ECLI:NL:RBGEL:2013:6446

Rechtbank Gelderland

Datum uitspraak
16 oktober 2013
Publicatiedatum
14 maart 2014
Zaaknummer
233485
Instantie
Rechtbank Gelderland
Type
Uitspraak
Rechtsgebied
Civiel recht
Procedures
  • Eerste aanleg - enkelvoudig
Rechters
  • N.W. Huijgen
Vindplaatsen
  • Rechtspraak.nl
AI samenvatting door LexboostAutomatisch gegenereerd

Toewijzing van vordering tot tussenkomst en voorlopige voorziening in civiele procedure

In deze zaak heeft de Rechtbank Gelderland op 16 oktober 2013 uitspraak gedaan in een incident tot tussenkomst en een verzoek om een voorlopige voorziening.

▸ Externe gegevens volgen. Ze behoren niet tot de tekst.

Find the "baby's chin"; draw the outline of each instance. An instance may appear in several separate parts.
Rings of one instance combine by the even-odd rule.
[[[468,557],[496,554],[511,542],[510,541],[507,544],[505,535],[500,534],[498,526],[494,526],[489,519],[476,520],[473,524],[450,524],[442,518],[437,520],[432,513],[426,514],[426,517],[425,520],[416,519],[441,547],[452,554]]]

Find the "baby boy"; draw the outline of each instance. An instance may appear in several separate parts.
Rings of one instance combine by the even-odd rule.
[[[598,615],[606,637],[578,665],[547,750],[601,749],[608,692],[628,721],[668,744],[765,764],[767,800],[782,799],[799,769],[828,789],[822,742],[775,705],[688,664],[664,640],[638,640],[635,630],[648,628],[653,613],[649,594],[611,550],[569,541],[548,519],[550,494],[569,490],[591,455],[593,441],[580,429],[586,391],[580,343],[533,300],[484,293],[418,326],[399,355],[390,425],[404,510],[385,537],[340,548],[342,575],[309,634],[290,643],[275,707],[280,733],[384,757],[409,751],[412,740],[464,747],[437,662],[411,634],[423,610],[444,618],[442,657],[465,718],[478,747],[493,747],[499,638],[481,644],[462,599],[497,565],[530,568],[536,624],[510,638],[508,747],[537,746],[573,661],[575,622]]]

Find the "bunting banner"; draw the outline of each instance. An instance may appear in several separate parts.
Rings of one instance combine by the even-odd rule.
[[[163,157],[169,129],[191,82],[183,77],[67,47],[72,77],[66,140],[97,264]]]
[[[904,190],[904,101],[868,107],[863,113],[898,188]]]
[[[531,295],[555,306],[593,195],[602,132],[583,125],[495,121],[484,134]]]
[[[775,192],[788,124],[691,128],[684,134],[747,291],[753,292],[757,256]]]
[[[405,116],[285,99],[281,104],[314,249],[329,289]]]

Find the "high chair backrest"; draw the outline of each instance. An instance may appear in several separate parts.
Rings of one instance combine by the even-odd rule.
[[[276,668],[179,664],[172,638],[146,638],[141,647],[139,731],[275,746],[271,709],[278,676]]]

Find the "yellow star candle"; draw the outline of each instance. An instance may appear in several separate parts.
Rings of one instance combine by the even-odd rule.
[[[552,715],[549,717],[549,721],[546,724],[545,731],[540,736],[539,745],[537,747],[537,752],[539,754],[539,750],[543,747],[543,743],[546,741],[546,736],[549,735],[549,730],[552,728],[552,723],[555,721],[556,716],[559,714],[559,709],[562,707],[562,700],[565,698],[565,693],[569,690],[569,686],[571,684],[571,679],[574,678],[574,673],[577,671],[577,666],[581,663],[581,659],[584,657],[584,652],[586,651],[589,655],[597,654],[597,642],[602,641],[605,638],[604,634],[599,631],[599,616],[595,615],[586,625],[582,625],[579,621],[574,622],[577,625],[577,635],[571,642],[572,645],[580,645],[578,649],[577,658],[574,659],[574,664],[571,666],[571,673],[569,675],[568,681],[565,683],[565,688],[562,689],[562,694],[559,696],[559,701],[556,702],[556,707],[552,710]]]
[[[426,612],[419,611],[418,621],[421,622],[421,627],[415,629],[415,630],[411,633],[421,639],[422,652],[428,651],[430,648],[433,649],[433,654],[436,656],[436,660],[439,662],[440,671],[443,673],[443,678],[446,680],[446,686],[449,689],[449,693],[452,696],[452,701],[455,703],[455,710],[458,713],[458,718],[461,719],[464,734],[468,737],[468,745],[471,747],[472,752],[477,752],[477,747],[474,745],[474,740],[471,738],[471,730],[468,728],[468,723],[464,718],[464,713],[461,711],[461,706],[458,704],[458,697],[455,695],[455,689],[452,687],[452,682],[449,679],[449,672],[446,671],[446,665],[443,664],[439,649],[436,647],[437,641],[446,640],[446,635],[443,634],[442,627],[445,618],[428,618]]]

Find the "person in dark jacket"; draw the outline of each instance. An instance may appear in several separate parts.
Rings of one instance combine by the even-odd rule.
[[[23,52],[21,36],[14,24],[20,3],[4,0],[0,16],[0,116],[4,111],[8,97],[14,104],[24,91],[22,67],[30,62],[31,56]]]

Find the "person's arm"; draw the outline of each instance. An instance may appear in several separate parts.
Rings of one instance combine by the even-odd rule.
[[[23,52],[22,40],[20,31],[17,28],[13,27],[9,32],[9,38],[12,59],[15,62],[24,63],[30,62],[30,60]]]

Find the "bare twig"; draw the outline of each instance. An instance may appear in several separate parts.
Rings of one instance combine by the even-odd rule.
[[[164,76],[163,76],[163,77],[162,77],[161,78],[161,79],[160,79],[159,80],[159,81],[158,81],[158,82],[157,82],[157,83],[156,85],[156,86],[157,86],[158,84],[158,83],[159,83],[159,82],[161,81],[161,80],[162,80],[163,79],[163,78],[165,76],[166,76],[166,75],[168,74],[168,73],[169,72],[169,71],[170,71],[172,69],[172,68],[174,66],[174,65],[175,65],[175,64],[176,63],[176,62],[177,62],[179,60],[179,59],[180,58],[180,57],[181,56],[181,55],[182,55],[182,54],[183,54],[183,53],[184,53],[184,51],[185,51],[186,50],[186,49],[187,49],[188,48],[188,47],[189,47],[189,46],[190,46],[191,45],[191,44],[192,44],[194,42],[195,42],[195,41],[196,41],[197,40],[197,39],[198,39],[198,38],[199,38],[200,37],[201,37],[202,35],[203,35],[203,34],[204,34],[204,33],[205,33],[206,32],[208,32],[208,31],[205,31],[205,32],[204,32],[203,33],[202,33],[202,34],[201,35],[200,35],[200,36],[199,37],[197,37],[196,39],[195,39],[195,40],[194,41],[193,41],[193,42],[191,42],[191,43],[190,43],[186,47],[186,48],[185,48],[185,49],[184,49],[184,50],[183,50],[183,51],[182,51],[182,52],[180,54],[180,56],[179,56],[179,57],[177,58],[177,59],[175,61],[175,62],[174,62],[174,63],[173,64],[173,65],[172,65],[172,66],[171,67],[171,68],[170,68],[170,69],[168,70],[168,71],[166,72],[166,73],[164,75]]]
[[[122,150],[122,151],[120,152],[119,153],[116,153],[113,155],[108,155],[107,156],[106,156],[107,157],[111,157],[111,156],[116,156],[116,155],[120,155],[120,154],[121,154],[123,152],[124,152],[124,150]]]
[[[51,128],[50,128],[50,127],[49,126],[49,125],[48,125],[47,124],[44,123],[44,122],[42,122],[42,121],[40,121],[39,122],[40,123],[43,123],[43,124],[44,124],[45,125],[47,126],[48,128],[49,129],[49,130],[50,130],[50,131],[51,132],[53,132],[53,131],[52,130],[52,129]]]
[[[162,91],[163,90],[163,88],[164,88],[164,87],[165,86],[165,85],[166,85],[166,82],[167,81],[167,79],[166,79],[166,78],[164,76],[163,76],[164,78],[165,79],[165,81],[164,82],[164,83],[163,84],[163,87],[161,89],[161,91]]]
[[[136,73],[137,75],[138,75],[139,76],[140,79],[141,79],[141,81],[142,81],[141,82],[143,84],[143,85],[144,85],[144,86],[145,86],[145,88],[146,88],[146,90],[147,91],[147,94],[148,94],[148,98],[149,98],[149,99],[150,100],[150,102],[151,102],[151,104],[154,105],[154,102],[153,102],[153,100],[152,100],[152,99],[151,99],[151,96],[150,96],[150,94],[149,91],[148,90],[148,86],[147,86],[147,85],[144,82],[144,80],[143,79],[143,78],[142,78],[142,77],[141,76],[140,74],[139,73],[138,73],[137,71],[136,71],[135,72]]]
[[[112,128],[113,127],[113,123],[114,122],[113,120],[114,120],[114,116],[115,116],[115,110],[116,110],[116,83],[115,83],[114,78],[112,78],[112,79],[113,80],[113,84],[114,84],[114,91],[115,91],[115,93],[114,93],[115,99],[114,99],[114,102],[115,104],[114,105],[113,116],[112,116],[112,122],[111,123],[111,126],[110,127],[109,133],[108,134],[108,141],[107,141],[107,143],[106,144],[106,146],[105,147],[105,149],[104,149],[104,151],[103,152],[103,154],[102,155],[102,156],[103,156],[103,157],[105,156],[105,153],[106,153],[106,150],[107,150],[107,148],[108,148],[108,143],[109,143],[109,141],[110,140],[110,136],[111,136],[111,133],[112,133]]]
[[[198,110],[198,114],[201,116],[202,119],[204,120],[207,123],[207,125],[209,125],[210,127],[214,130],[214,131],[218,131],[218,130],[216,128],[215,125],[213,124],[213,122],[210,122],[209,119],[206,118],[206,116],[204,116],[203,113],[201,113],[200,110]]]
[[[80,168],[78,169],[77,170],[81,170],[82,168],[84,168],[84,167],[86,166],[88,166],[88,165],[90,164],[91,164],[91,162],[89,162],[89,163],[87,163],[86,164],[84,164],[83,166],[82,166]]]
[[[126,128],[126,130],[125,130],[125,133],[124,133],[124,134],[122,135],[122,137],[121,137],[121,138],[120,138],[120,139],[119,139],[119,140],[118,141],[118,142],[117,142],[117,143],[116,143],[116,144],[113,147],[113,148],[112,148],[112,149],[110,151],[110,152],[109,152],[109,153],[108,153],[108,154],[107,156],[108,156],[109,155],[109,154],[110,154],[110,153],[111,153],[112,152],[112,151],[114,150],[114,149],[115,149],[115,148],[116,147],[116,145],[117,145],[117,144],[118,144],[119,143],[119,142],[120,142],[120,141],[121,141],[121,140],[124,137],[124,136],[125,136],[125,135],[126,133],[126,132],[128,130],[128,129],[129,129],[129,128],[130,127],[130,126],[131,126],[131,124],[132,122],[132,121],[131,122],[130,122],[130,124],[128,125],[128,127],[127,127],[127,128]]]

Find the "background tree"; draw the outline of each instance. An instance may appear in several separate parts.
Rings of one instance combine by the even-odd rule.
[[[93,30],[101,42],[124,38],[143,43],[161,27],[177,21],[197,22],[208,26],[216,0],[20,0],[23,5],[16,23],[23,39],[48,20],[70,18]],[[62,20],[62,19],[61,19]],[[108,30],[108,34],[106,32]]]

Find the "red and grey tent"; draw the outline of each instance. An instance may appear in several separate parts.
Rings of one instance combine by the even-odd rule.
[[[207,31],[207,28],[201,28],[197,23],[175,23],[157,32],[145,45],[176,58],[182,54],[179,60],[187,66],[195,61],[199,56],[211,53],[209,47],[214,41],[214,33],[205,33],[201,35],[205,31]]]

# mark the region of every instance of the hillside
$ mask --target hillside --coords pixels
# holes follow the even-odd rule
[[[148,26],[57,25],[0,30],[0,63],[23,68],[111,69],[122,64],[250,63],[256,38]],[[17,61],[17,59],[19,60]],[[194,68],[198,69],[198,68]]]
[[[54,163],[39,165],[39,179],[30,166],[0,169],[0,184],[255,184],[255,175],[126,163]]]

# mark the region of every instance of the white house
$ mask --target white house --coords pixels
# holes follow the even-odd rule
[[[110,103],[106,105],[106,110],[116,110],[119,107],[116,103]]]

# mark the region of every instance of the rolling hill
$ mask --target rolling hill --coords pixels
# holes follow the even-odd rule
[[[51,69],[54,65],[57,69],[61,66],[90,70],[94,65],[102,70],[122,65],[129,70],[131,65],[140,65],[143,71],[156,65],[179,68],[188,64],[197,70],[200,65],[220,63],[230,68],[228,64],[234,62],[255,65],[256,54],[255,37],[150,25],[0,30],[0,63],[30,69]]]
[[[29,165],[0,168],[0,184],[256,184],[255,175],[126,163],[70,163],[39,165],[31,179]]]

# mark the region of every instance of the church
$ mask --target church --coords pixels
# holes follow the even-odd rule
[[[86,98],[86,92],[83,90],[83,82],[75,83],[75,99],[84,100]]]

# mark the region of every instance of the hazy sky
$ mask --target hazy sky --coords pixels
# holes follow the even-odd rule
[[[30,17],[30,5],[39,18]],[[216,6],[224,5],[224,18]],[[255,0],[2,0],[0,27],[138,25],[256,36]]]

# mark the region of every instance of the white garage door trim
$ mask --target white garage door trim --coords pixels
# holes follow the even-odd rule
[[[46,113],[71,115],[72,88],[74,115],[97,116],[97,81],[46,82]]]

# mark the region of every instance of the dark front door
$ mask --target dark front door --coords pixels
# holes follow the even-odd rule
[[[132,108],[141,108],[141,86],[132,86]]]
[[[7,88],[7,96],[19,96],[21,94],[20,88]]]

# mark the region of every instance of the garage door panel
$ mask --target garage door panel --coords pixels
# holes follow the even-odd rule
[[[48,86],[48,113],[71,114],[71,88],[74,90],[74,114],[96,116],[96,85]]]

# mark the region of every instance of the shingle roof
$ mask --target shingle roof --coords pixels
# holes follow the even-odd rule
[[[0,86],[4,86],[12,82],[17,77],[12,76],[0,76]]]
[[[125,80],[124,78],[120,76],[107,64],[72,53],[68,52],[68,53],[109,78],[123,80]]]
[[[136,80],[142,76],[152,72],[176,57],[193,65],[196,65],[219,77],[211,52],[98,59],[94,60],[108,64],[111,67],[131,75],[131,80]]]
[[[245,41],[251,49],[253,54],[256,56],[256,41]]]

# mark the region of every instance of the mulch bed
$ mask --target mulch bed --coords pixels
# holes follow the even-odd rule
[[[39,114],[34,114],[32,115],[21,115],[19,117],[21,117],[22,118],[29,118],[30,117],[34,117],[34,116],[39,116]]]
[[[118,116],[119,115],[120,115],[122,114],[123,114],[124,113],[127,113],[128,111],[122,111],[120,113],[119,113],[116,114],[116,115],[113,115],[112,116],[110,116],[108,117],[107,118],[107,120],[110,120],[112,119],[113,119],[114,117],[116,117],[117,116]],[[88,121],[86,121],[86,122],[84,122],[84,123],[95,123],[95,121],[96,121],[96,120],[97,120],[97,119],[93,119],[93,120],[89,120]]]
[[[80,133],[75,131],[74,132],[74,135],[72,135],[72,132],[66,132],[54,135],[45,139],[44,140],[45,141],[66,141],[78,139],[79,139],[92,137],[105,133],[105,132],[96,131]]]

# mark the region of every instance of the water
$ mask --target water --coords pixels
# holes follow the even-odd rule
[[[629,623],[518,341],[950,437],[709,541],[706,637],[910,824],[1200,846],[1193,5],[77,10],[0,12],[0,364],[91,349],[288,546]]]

De eiseres in de hoofdzaak, Leweborgh Holding B.V., heeft een vordering ingesteld tegen Nieftweg Management B.V. en een andere gedaagde, waarbij zij betaling vordert voor aandelen die op 7 juli 2011 zijn gekocht. In het incident heeft Groeneveld Gerechtsdeurwaarders B.V. verzocht om als tussenkomende partij te worden toegelaten, omdat zij een belang heeft bij de uitkomst van de procedure. De rechtbank heeft vastgesteld dat Groeneveld Gerechtsdeurwaarders een feitelijk belang heeft bij de uitkomst, aangezien zij mogelijk benadeeld kan worden door de uitkomst van de hoofdzaak.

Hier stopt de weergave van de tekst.